The academic system is far, far, far from perfect. The Old Boys Network is alive and well. Tenure does not—and can never—guarantee a fertile and exciting career growing from the rich soil of security. But to simply label such individuals as “academic” does a disservice to a system in which nearly every composer participates. It is a little like conveniently bashing unions while still being a card-carrying member and waiting for the pension fund to kick in.
Obviously there is no easy answer. That glad-handing Old Boys Network made certain important developments suspicious for decades. Though I hate to say “when I was in school,” but, uh, when I was in school the very mention of Benjamin Britten, Samuel Barber, or Aaron Copland (to enumerate only the deceased) caused many an eye to roll. There are and will always be self-appointed vanguard denizens who view that which is not theirs as anathema, a rank betrayal of the principals on which they have staked their lives. And many of these people have teaching jobs.

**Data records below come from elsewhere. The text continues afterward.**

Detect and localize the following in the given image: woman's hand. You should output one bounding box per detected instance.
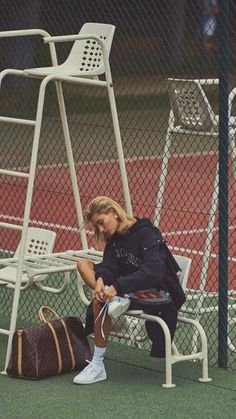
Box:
[95,279,117,302]
[95,277,105,302]
[103,285,117,302]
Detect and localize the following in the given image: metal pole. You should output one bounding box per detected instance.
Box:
[199,0,206,78]
[218,0,229,369]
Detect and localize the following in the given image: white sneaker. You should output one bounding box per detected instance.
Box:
[108,296,130,319]
[73,361,107,385]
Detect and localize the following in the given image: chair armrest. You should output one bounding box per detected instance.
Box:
[44,33,106,50]
[0,29,51,39]
[0,29,58,67]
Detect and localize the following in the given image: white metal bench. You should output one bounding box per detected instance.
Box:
[1,246,212,387]
[77,253,212,388]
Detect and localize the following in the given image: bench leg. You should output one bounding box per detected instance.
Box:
[129,312,176,388]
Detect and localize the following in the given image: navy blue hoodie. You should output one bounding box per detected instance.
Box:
[94,218,185,310]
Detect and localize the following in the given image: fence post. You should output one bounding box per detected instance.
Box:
[218,0,229,369]
[199,0,206,78]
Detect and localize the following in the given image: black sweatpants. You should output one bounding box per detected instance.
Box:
[85,299,178,358]
[129,299,178,358]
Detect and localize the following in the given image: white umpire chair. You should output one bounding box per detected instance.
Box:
[0,23,132,372]
[77,253,212,388]
[0,227,57,290]
[154,78,236,352]
[0,227,74,370]
[0,227,71,293]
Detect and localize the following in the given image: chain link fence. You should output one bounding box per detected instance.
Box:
[0,0,235,370]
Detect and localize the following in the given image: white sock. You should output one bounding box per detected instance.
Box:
[92,345,106,368]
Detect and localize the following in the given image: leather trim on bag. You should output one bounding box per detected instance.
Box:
[61,319,76,370]
[17,330,23,376]
[47,322,62,374]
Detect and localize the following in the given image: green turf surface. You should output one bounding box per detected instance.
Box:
[0,316,236,419]
[0,272,235,370]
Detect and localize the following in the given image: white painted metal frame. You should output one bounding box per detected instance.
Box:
[0,241,212,385]
[0,248,103,373]
[7,250,210,387]
[0,23,132,372]
[77,253,212,388]
[154,78,236,353]
[0,227,57,291]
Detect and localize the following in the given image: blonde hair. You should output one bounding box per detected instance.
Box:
[84,196,135,243]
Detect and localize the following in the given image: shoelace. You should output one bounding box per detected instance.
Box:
[83,360,100,373]
[95,303,109,340]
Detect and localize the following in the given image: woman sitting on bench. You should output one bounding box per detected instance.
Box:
[73,196,185,385]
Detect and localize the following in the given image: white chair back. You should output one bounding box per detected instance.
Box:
[167,78,217,131]
[14,227,56,258]
[62,22,115,76]
[173,254,192,292]
[0,228,56,286]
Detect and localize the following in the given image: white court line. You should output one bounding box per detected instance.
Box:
[37,150,218,169]
[2,151,233,262]
[0,214,92,236]
[11,150,218,172]
[165,224,235,237]
[3,148,222,241]
[3,214,235,238]
[0,214,235,262]
[168,245,236,263]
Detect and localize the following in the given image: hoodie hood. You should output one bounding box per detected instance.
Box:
[131,218,155,232]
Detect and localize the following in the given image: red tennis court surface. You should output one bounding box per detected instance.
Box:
[0,152,235,294]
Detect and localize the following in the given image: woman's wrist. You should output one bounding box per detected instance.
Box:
[112,281,122,296]
[96,277,104,285]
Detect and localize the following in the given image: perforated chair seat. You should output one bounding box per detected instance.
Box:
[25,22,115,78]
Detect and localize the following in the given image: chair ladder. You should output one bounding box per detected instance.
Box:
[0,70,131,372]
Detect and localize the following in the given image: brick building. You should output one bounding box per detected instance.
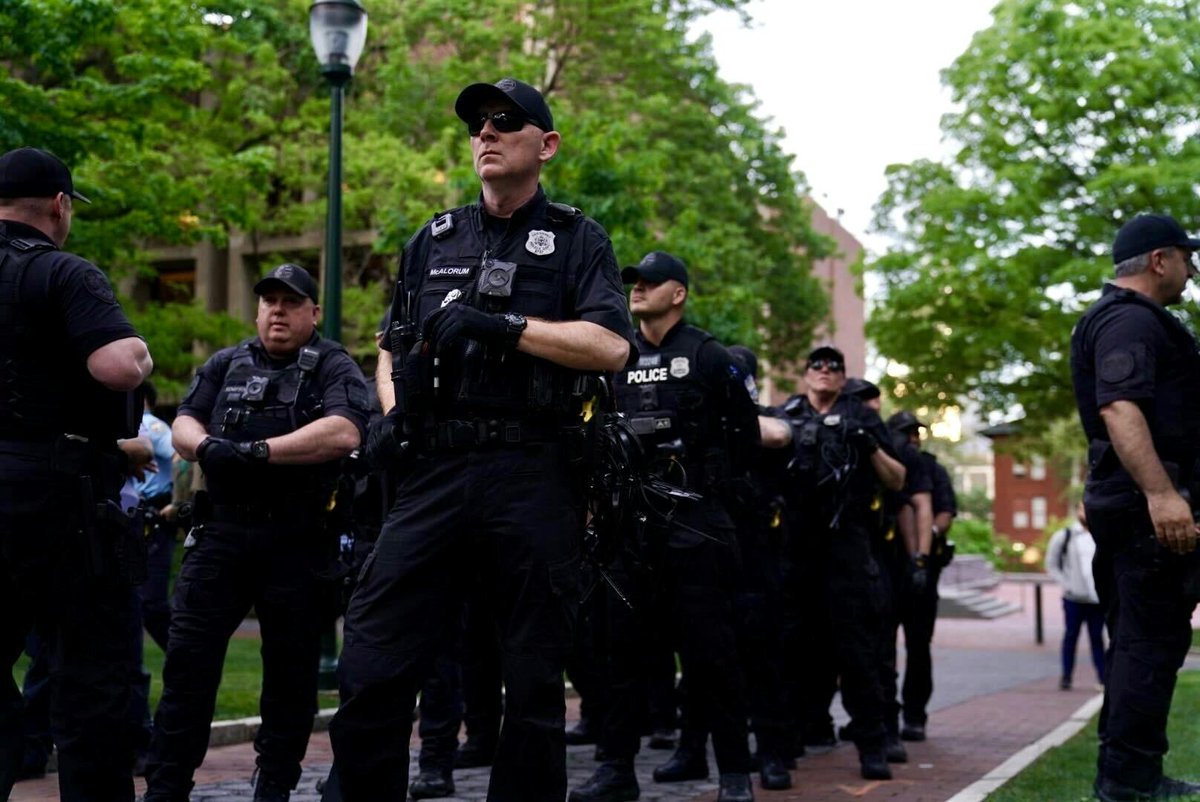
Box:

But then there is the other side of this, the idea that anything (or rather any one thing) is “going on in new music.” How often have I heard the expression “not being a part of the current climate” (read: “academic”) used to condemn a teacher, journalist, composer, concert presenter, or concert series? The simply incorrect notions of 1) a lone cutting edge, and 2) that music works in a linear singularity rather than just being a grand, messy stew in which there is room for many an aesthetic, is as destructive as anything. After all, isn’t adhering too closely to any single notion the very definition of “academic”?